Pemimpin Tertinggi Iran, Ayatollah Ali Khamenei, telah menempatkan angkatan bersenjata negara itu dalam siaga tinggi di tengah kekhawatiran akan serangan dari Amerika Serikat, menurut seorang pejabat tinggi Iran yang berbicara kepada Reuters pada 6 April.
Iran telah mengirim pesan ke negara-negara termasuk Irak, Kuwait, Qatar, UEA, Turki, dan Bahrain, yang menyatakan bahwa bantuan apa pun untuk serangan AS, termasuk menyediakan wilayah udara atau wilayah untuk pasukan militer Amerika, akan dianggap sebagai tindakan agresi terhadap Teheran dan akan menghadapi "konsekuensi serius".
Khamenei sebelumnya menolak seruan Presiden AS Donald Trump untuk pembicaraan langsung, lebih memilih negosiasi tidak langsung melalui Oman, yang secara historis berfungsi sebagai saluran komunikasi antara kedua negara, menurut pejabat Iran tersebut. Pembicaraan semacam itu dapat segera dimulai jika AS mendukungnya, tambahnya.

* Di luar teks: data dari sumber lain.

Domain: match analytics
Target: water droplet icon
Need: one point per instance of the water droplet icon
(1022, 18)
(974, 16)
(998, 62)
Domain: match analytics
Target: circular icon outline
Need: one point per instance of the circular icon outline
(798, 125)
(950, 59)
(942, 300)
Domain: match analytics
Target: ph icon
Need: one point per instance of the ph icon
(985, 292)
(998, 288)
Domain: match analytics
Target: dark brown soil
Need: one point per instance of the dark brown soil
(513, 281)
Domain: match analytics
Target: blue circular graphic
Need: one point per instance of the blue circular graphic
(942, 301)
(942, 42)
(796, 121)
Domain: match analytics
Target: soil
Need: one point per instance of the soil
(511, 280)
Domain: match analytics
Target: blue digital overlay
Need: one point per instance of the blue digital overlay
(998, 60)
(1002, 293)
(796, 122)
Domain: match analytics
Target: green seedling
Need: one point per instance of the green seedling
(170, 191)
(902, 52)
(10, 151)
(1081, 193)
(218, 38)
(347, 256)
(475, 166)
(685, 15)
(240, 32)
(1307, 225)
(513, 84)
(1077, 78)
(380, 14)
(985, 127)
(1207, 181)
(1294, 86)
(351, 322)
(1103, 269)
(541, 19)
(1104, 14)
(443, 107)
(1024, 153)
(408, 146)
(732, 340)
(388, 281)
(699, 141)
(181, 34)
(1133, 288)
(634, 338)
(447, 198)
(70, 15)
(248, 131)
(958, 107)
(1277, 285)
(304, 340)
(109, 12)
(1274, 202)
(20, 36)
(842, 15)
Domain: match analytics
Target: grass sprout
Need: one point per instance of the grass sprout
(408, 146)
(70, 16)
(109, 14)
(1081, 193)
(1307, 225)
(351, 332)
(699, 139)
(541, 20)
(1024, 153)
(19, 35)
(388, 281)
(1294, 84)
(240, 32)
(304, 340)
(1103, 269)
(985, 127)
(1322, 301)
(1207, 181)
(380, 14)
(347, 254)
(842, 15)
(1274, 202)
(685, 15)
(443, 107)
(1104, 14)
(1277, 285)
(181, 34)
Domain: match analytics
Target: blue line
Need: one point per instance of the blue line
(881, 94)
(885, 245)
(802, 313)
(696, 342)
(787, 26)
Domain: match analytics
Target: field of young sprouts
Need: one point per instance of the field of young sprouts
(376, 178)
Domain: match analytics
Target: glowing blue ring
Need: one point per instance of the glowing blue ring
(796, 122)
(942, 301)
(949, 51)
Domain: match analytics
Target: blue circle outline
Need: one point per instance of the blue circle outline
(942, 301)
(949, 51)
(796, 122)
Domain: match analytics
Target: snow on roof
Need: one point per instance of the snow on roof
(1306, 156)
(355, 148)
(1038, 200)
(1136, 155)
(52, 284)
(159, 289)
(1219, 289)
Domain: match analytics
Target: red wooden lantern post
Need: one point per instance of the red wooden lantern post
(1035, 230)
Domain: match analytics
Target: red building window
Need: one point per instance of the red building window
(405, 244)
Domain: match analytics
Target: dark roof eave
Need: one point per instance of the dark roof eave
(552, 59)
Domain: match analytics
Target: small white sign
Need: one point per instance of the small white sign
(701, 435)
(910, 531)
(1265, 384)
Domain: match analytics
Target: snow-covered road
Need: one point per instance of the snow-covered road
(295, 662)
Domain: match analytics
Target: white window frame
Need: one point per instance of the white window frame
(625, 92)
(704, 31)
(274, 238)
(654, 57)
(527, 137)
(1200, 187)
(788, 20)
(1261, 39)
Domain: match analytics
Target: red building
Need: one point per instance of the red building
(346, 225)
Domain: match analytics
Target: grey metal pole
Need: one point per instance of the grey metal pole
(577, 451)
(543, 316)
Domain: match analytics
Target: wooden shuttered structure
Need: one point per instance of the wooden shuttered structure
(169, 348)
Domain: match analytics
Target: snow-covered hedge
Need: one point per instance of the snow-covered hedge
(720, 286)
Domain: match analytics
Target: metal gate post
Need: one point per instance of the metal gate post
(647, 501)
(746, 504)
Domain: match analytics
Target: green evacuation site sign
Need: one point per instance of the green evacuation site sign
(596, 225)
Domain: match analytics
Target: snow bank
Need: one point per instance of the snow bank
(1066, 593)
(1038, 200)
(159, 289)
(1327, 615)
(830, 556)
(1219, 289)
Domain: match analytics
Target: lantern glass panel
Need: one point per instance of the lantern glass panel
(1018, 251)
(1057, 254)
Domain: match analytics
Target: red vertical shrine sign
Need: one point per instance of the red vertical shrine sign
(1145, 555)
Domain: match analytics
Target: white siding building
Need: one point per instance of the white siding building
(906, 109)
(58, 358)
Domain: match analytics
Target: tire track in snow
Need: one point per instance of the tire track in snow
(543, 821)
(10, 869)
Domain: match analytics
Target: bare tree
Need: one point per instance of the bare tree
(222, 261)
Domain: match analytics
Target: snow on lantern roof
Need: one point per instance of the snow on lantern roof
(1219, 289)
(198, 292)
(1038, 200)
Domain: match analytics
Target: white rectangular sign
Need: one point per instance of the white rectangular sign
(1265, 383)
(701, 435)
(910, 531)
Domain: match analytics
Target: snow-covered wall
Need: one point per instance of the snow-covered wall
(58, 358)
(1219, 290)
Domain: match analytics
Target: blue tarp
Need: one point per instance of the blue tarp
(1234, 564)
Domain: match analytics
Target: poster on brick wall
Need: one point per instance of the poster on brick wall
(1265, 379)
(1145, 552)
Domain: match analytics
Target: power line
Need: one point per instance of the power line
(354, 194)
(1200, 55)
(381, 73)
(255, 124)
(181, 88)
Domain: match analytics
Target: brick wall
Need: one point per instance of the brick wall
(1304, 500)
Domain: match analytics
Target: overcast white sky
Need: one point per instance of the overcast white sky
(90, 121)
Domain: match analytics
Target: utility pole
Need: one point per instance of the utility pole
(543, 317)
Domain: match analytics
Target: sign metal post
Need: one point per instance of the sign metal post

Abbas Araqchi, Wakil Menteri Luar Negeri Iran, menyatakan bahwa Iran siap untuk memasuki negosiasi tentang program nuklirnya dan keringanan sanksi, menekankan bahwa Iran tetap teguh dalam melindungi kepentingan nasional dan kedaulatannya. Presiden Iran Masoud Pezeshkian sebelumnya menyatakan bahwa Teheran menginginkan "negosiasi dengan syarat yang sama, tanpa ancaman".
Awal Maret, Presiden Trump dilaporkan mengirim surat kepada otoritas Iran yang mendesak mereka untuk terlibat dalam negosiasi kesepakatan nuklir, menetapkan tenggat waktu dua bulan, menurut Axios. Trump diduga mengancam Teheran dengan "hukuman bersejarah dan pemboman yang belum pernah mereka lihat sebelumnya" jika mereka menolak dialog tentang program nuklir.